Merhaba arkadaşlar. Geçtiğimiz günlerde daha önce çalıştığım fabrikadan bir arkadaşımla ettiğimiz sohbeti sizlerle de paylaşmak istedim.
Arkadaşımla sohbet ederken onun da, benim gibi aylardır işsiz olduğunu öğrendim. Arkadaşıma Tuzla’da bir fabrikanın işçi aldığını söyledim ve işe başvurmak için benimle gelmesini teklif ettim. Fabrikanın koşullarını anlattıktan sonra arkadaşımın fikrini sordum. Aldığım yanıt, “Hangi banka? Maaşlar hangi bankaya yatırılıyor?” oldu.
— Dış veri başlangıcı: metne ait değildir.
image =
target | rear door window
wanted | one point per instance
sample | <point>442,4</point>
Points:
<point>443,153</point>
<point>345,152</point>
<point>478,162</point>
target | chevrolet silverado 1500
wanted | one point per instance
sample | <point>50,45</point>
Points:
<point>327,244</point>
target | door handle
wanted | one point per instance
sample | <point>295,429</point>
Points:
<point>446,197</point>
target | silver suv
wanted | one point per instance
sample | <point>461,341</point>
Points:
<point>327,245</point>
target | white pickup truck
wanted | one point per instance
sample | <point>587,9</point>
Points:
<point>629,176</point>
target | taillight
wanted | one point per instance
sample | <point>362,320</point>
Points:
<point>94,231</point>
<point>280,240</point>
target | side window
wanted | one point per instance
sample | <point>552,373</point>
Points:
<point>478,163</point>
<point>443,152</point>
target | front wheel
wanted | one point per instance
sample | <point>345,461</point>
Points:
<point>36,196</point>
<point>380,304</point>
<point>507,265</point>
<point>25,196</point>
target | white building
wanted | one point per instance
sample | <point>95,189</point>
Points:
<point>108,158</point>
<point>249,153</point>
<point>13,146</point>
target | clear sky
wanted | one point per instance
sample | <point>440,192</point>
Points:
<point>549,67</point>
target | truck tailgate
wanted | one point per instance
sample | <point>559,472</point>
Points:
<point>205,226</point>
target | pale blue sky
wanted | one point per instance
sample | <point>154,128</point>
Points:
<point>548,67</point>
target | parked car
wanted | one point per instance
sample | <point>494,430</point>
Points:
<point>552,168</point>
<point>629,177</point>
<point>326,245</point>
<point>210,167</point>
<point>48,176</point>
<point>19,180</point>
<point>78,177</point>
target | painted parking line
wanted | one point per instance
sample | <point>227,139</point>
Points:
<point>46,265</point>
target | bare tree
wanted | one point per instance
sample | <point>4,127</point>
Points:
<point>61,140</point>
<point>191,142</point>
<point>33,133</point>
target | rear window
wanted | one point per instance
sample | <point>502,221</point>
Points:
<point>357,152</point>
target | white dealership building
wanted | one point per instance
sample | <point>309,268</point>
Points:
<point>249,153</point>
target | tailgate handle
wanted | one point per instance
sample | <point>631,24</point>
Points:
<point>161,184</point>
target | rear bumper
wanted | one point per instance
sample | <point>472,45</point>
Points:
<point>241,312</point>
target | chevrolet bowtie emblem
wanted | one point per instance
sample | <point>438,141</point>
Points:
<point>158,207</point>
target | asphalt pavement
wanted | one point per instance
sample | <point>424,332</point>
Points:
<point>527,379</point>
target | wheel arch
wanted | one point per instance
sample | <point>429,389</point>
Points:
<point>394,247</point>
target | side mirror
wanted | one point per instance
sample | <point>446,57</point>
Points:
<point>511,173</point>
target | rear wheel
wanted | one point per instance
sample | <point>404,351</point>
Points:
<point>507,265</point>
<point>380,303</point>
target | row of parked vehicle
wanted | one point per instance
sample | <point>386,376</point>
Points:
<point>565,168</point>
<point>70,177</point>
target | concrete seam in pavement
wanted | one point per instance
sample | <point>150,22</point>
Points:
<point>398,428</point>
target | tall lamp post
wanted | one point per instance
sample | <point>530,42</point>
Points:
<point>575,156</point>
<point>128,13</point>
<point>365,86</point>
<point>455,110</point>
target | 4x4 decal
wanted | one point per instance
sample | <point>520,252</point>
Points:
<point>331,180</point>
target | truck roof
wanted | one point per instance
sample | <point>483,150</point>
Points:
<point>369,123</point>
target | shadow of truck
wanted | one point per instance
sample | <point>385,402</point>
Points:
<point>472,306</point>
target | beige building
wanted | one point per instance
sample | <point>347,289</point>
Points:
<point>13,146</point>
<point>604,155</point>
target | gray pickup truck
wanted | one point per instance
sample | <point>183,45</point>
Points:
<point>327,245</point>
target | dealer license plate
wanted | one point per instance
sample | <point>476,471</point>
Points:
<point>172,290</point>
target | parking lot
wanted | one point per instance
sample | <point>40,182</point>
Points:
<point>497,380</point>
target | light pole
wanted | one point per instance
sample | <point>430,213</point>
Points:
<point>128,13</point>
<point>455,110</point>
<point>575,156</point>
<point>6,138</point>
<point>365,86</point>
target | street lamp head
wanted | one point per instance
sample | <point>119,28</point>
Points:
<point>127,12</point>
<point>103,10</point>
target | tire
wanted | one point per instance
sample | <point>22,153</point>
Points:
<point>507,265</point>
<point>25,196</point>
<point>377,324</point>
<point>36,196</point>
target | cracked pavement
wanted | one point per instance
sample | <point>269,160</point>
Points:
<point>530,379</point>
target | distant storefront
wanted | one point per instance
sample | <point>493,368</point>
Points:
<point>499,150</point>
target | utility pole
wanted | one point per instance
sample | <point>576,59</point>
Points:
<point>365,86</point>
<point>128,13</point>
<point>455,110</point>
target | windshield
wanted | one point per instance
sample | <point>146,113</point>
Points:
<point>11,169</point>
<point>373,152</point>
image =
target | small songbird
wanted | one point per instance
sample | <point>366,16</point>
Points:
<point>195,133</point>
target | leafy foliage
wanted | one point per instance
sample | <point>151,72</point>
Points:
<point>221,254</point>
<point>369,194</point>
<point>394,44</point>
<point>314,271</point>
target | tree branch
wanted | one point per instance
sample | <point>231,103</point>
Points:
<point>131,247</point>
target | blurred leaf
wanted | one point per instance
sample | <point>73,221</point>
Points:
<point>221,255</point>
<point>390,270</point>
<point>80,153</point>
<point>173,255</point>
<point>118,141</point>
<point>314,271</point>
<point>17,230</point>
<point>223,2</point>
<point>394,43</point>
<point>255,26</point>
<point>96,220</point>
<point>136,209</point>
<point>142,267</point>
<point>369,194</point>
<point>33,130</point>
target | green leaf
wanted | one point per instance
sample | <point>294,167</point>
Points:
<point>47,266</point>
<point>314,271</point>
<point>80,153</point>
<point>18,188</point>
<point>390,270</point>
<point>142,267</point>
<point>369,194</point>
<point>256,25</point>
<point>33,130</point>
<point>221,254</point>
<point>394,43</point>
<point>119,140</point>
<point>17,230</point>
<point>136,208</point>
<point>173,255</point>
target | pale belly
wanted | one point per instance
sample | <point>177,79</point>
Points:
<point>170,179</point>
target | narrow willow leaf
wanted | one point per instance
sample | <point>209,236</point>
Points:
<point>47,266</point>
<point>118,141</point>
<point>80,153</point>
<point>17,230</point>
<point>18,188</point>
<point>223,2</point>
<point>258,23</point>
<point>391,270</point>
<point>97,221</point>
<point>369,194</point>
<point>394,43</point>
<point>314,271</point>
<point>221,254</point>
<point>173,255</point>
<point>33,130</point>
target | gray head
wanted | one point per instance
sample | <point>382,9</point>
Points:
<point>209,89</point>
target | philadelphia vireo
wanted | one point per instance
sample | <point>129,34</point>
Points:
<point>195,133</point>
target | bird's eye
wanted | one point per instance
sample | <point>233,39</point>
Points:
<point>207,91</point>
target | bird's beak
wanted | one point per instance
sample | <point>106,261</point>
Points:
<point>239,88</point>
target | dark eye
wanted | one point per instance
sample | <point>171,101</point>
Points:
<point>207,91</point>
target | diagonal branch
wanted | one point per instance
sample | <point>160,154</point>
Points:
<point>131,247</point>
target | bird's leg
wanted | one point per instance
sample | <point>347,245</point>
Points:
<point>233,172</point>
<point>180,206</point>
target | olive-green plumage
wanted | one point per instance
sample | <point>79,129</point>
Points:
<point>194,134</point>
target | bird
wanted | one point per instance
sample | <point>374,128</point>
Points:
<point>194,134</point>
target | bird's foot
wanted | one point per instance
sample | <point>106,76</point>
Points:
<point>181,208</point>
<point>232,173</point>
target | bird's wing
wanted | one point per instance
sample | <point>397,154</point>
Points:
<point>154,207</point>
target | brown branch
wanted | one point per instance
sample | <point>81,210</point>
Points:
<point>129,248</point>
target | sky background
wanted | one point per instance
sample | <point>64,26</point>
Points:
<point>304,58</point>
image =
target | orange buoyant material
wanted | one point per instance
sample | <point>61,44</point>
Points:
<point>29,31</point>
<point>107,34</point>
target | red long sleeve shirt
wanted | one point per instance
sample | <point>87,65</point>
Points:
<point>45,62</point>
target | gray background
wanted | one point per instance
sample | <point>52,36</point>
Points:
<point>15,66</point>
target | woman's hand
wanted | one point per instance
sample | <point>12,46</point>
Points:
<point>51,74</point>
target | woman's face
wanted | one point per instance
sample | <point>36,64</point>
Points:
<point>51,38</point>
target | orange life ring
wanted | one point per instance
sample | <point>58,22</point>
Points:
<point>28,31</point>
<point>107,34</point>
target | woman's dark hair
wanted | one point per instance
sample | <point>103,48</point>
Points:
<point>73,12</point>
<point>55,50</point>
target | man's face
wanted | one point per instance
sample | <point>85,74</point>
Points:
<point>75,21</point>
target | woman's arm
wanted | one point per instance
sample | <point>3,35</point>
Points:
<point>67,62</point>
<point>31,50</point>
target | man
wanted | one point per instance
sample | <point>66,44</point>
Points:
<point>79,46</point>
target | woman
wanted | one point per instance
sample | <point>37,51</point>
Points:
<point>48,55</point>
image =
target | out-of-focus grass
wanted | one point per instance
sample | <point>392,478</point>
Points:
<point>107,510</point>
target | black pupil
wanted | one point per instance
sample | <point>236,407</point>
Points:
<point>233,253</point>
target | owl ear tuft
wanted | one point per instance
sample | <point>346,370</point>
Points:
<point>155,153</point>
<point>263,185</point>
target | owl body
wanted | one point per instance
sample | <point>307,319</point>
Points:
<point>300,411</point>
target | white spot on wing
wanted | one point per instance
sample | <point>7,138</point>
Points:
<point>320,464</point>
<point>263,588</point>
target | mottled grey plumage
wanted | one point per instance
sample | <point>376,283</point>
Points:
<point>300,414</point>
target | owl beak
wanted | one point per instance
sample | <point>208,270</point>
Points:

Koşulları, maaşı veya mesai saatini sormayıp hangi bankaya maaşların yatırıldığını sorması ilginçti. Neden özellikle bunu sorduğunu anlamadım.
“Ne yapayım? Bankalardan ve kredi kartı faizleri ödemekten bıktım” yanıtını aldım. O an “ne ilgisi var?” diye düşünürken aklıma cüzdanımdaki 5 ATM kartı ve bir de kredi kartı geldi. Kendi kendime bu kartlara nereden bulaştığımı sordum. Kartımın birini 2009 yılında çalıştığım fabrikanın maaşımı yatırması için vermişlerdi. İkinci kartım ise, askere gittiğimde 3 ay boyunca alacağım aylık 25 lira maaşın hesabıma yatırılması için askeriye tarafından çıkartıldı. Üçüncü ve dördüncü kartım da çalıştığım diğer fabrikalardan verildi. Ayrıca 2 yıl önce çalıştığım bir fabrikadan verilen bir kartım daha var. Ben buna işçiyi ve işsizi tuzağa düşüren kart diyorum. Banka, bu karta 500 lira ek hesap vererek sözde size avantaj sağladığını söylüyor. Bunun bir dezavantaj olduğunu ise, borcumuzun üstüne binen faizlerden anlıyoruz.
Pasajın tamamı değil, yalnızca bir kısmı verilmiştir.